Wilchelm Opublikowano 9 Stycznia 2015 Autor #659 Opublikowano 9 Stycznia 2015 Początkowo miałem prawie zawsze przesłonę otwartą na 2 – 2,5 cm.Teraz jest otwarta na ok. 1 cm. Przy takiej przesłonie nie ma płomienia w czasie postoju, tylko żar. Musze jeszcze sprawdzić jak to będzie przy przesłonie 2 – 2,5 cm Być może tu jest pies pogrzebany. Pytanie: czy bardziej otwarta przesłona – to płomień bardziej puszysty?chodzi mi o to, żeby paliło się płomieniem, a nie jak z palnika – pod ciśnieniem, bo to chyba tak nie powinno być??? Jedno mogę powiedzieć na tą chwilę, że kopiec przy mocy 1:8 z wiatrem 20% nie zapada się podczas cyklu pracy – tylko w fazie podtrzymania. Piec odpoczywa na tyle długo, że zanim ruszy to kopiec się obniży. Następnie jak się zapadnie to piec startuje do pracy bez zapasu opału i nie ma płomienia. Musi bardzo długo kręcić, żeby ten kopiec „odbudować” Wiec co robić, żeby go bardziej utrzymać w trakcie podtrzymania? I jeszcze jedno – czy mogę zejść do zera z przedmuchem w podtrzymaniu? Być może trzeba dać tylko w podtrzymaniu, żeby podał opał, ale nie dmuchał niepotrzebnie, bo ten wiatr w tym cyklu też może powodować opadanie kopca.

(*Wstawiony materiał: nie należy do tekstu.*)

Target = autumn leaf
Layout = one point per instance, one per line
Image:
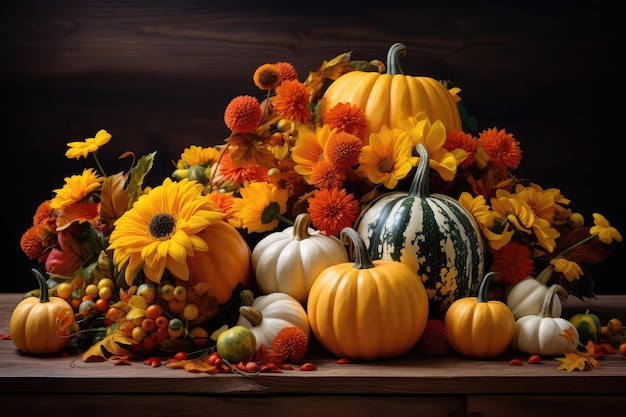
(112, 345)
(245, 152)
(575, 358)
(571, 361)
(114, 199)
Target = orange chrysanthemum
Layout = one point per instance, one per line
(513, 262)
(347, 118)
(292, 101)
(457, 139)
(43, 213)
(287, 71)
(290, 343)
(37, 241)
(344, 149)
(229, 171)
(332, 210)
(503, 150)
(327, 175)
(243, 114)
(267, 77)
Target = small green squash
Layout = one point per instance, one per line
(588, 326)
(433, 234)
(236, 344)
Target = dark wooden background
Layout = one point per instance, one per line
(158, 76)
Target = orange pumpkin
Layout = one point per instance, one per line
(389, 98)
(33, 325)
(225, 265)
(368, 309)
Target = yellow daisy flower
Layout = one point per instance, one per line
(261, 206)
(76, 188)
(160, 231)
(197, 155)
(570, 270)
(388, 157)
(433, 137)
(89, 145)
(606, 233)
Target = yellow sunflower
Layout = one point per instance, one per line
(160, 231)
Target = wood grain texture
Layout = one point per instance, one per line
(158, 76)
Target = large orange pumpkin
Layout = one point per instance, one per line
(225, 265)
(368, 309)
(392, 97)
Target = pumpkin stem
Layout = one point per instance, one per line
(546, 307)
(362, 259)
(484, 285)
(301, 226)
(419, 185)
(397, 51)
(44, 297)
(254, 316)
(544, 275)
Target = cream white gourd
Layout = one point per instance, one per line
(526, 297)
(269, 314)
(539, 334)
(289, 261)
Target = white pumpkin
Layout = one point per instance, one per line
(526, 297)
(269, 314)
(289, 261)
(539, 334)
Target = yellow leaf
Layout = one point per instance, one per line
(572, 361)
(114, 199)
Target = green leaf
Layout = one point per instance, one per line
(137, 174)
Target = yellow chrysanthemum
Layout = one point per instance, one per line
(309, 149)
(606, 233)
(160, 231)
(542, 203)
(89, 145)
(478, 207)
(76, 188)
(388, 157)
(570, 270)
(260, 207)
(197, 155)
(433, 137)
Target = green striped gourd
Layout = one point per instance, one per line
(433, 234)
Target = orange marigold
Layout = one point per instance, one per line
(332, 210)
(292, 101)
(457, 139)
(347, 118)
(290, 343)
(503, 150)
(344, 149)
(37, 241)
(327, 175)
(240, 174)
(243, 114)
(513, 262)
(267, 77)
(287, 71)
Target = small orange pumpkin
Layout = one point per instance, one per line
(478, 327)
(225, 265)
(33, 325)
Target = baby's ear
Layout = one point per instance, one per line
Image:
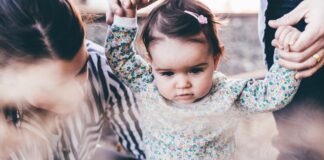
(147, 58)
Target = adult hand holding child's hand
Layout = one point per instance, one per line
(309, 47)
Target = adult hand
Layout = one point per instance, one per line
(124, 8)
(311, 40)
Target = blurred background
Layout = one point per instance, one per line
(243, 58)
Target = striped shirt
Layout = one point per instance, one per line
(108, 101)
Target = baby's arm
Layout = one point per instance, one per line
(285, 37)
(128, 66)
(274, 92)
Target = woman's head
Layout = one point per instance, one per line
(183, 50)
(41, 41)
(36, 29)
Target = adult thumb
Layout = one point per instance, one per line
(290, 18)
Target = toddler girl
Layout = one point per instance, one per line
(189, 111)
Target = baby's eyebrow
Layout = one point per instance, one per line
(200, 65)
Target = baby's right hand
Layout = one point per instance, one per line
(285, 37)
(123, 8)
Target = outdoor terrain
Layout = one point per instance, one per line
(243, 54)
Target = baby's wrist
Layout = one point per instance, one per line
(126, 22)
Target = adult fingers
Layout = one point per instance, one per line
(299, 57)
(283, 36)
(309, 72)
(292, 17)
(307, 37)
(307, 64)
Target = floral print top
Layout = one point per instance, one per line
(201, 130)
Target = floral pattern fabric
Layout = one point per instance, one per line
(201, 130)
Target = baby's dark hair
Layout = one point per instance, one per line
(170, 19)
(36, 29)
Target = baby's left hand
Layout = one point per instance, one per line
(285, 37)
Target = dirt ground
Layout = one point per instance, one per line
(243, 54)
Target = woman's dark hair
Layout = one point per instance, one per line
(170, 19)
(35, 29)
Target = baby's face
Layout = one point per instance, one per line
(183, 70)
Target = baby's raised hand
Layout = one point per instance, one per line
(285, 37)
(124, 8)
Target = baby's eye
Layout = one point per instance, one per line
(168, 74)
(196, 70)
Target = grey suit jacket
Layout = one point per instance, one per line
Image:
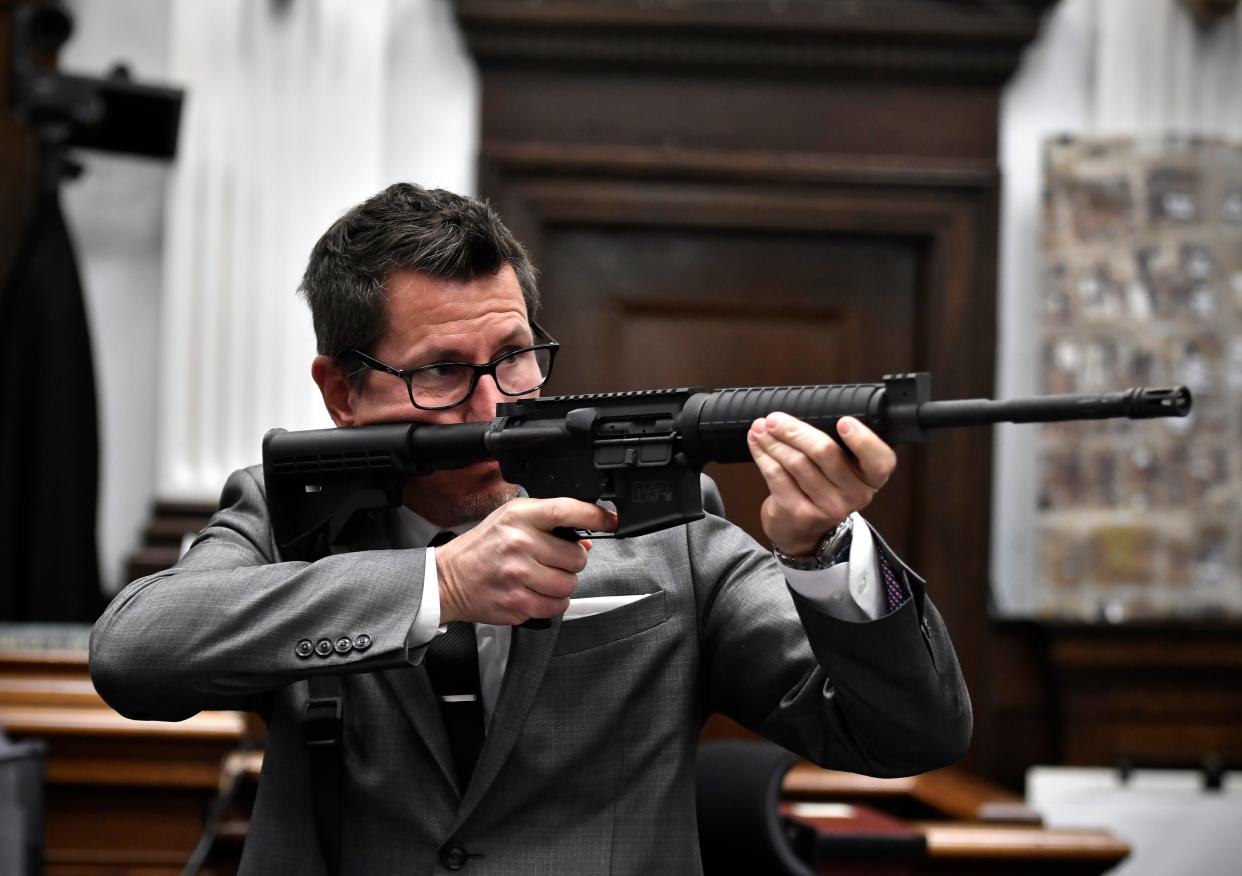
(589, 761)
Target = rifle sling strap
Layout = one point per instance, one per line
(323, 732)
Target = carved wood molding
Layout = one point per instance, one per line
(906, 37)
(676, 162)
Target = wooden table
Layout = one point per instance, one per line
(968, 826)
(121, 797)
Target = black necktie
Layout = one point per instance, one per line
(452, 664)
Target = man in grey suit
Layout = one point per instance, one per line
(424, 308)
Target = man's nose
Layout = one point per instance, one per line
(482, 404)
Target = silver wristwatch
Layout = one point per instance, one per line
(831, 551)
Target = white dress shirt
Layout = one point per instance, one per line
(851, 590)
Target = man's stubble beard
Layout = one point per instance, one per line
(446, 507)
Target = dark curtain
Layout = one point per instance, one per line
(49, 440)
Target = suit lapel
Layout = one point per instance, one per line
(412, 692)
(529, 652)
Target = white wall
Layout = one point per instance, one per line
(1048, 96)
(118, 215)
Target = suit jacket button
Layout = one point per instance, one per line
(452, 855)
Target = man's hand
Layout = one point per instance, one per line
(511, 567)
(812, 483)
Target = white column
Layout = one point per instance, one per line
(283, 131)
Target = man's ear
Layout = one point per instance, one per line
(335, 390)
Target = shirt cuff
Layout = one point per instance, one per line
(426, 621)
(852, 590)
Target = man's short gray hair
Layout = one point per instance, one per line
(405, 228)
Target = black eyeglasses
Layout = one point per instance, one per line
(447, 384)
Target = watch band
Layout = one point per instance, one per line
(831, 551)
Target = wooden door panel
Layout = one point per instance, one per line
(686, 306)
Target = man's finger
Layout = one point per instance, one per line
(550, 513)
(873, 460)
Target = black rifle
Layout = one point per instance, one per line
(641, 450)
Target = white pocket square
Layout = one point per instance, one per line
(584, 606)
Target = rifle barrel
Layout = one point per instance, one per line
(1137, 404)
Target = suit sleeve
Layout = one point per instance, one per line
(883, 697)
(230, 621)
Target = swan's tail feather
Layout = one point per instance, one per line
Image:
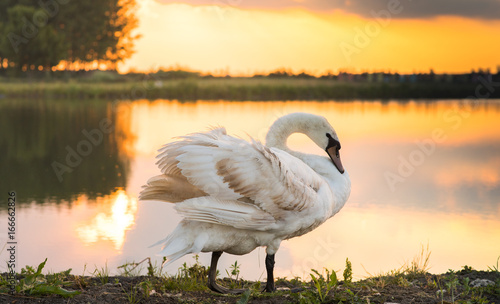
(169, 188)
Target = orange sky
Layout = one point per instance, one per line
(230, 38)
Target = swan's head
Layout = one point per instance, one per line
(316, 127)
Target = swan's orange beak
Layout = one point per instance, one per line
(334, 154)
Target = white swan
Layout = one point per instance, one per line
(236, 195)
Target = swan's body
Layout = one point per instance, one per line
(236, 195)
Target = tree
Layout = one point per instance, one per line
(28, 45)
(79, 33)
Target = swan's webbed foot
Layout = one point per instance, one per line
(212, 284)
(270, 274)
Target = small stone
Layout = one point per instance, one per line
(481, 283)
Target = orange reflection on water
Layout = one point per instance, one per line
(152, 124)
(486, 174)
(378, 239)
(116, 217)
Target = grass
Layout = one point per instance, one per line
(244, 89)
(324, 287)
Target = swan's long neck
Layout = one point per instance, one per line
(282, 129)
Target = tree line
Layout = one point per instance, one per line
(41, 34)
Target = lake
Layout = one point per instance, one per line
(423, 174)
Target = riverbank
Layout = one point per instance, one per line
(406, 285)
(240, 89)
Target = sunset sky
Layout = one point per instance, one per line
(243, 37)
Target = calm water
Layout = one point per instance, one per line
(422, 173)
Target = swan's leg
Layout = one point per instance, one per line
(270, 273)
(212, 274)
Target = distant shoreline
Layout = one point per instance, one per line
(240, 89)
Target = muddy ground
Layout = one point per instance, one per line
(452, 287)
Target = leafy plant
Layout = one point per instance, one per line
(102, 273)
(234, 273)
(35, 283)
(495, 268)
(131, 269)
(347, 272)
(323, 286)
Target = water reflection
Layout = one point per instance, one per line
(446, 193)
(111, 223)
(56, 150)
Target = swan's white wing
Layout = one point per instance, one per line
(225, 212)
(229, 168)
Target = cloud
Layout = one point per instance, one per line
(482, 9)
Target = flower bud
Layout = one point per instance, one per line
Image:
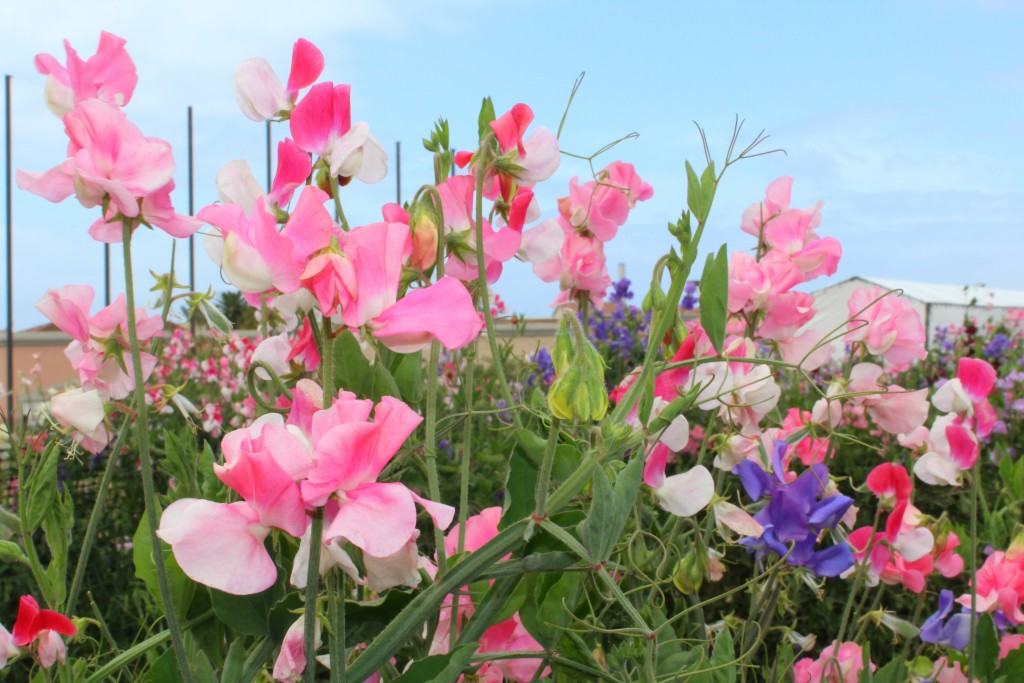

balbulus Opublikowano 9 Stycznia 2015 #660 Opublikowano 9 Stycznia 2015 Zaobserwowałem, że przy bardziej otwartej przesłonie i mniejszych obrotach płomień jest spokojniejszy - puszysty to dobre określenie, na pewno przyjemniejszy dla oka. Uważam, że powinieneś skutecznie zejść z mocą, skoro masz takie długie postoje przy mocy 1:8, wówczas i podtrzymanie będzie krótsze. Skoro stoi w podtrzymaniu po pół godziny, to sporo węgla w tym czasie się wyżarzy - ja bym proponował podawać np. 3 sekundy co 10 minut, wówczas ilość węgla na palniku będzie większa przy starcie do pracy. Przedmuch w moim przekonaniu psu na budę w podtrzymaniu jest potrzebny - skoro nie ma rozdmuchać płomienia (bo to przecież podtrzymanie), to jedyne co zrobi przez kilkanaście sekund pracy to nieco oddymi kocioł. To samo zrobi przy starcie z podtrzymania do pracy, a cały czas walczymy o jak najkrótsze podtrzymanie.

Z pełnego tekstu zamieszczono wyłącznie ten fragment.